Sejak Muhammad Rizky berangkat ke Montenegro, Eropa Selatan setelah lulus dari SMP Lab School Rawamangun, Jakarta, 2018, pasangan Suradi dan Safrudiningsih seolah hidup kesepian tanpa anak. Maklum, kedua putrinya, Qomaruliati (Ruli) Setiawati dan Rachmadiani (Rachma) Lestari telah lebih dulu kuliah di luar negeri, masing-masing di Maine, Amerika Serikat dan Madrid, Spanyol.
Sebelum belajar ilmu Ekonomi di Maine, 2016-2020, Ruli sempat menempuh pendidikan tingkat menengah di United World College (UWC) Pearson College, Kanada 2014-2016. Dari Maine, dia melanjutkan S-2 bidang Data Science di Unversity Of British Columbia, Kanada, 2020 hingga akhir 2021. Sementara Rachma kuliah Jurusan Hukum Internasional di IE University Madrid, Spanyol 2016-2020. Sekarang dia bekerja di bidang keuangan di Luxembourg.
Sedangkan Rizky pada Maret lalu meraih Sarjana Ekonomi dari KU Leuven University, Belgia. Kini dia melanjutkan S-2 bidang Information Manajemen (data science) di kampus yang sama.

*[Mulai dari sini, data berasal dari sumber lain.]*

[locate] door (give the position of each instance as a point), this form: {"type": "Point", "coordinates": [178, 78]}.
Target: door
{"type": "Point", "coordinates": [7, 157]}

SCROLL TO CONTINUE WITH CONTENT
![]() |
"Alhamdulillah ketiga anak kami mendapat beasiswa, jadi gak terlalu pusing memikirkan biaya kuliahnya," kata Suradi.
Untuk menambah aktivitas, pada November 2019 keduanya mendirikan Taman Bacaan Masyarakat (TBM) di rumahnya, Bukit Duri Tanjakan III No. 8. Ada yang mengira hal itu dilakukan sebagai bagian dari upaya mengusir kesepian. Anggapan semacam itu tak sepenuhnya benar. Keduanya masih punya kesibukan sebagai dosen di Institut Media Digital Emtek (IMDE) yang sebelumnya bernama Akademi Teknologi Komunikasi dan Informasi.
"Aku bikin TBM Bukit Duri Bercerita ini bukan karena kesepian, tapi justru kepingin agar anak-anak di kampung ini juga merasakan kemewahan seperti anak-anakku. Tiap minggu bebas beli buku yang mereka suka, main ke museum, atau rekreasi ke tempat-tempat lain," ungkap Safrudiningsih yang biasa disapa anak-anak, Mbak Ning Nong, saat berbincang dengan detikEdu, Sabtu (26/7/2025) lalu, ditulis Senin (28/7/2025).
Lama ia memendam hajatnya itu. Keinginannya semakin kuat ketika dia mengikuti berbagai seminar dan pelatihan terkait literasi. Ia terngiang-ngiang dengan ucapan seorang narasumber bahwa untuk berbuat sesuatu, seperti mendirikan TBM tak harus menunggu sempurna dan serba lengkap. Setelah berdiskusi dengan sang suami dan menyetujuinya, akhirnya pendirian TBM pun dimulai dengan koleksi buku seadanya.
"Tapi dalam hitungan bulan, berkat jejaring pertemanan yang kami punya, koleksi buku bertambah pesat. Juga peralatan pendukung lainnya," kata Mbak Ning Nong.
Dua tahun kemudian, tepatnya 30 Agustus 2021, TBM resmi bernaung di bawah yayasan dengan akte notaris Lenny Helena, SH. Lalu membuka rekening khusus di bank BUMN dengan nominal awal dari sang suami, Rp 15 juta.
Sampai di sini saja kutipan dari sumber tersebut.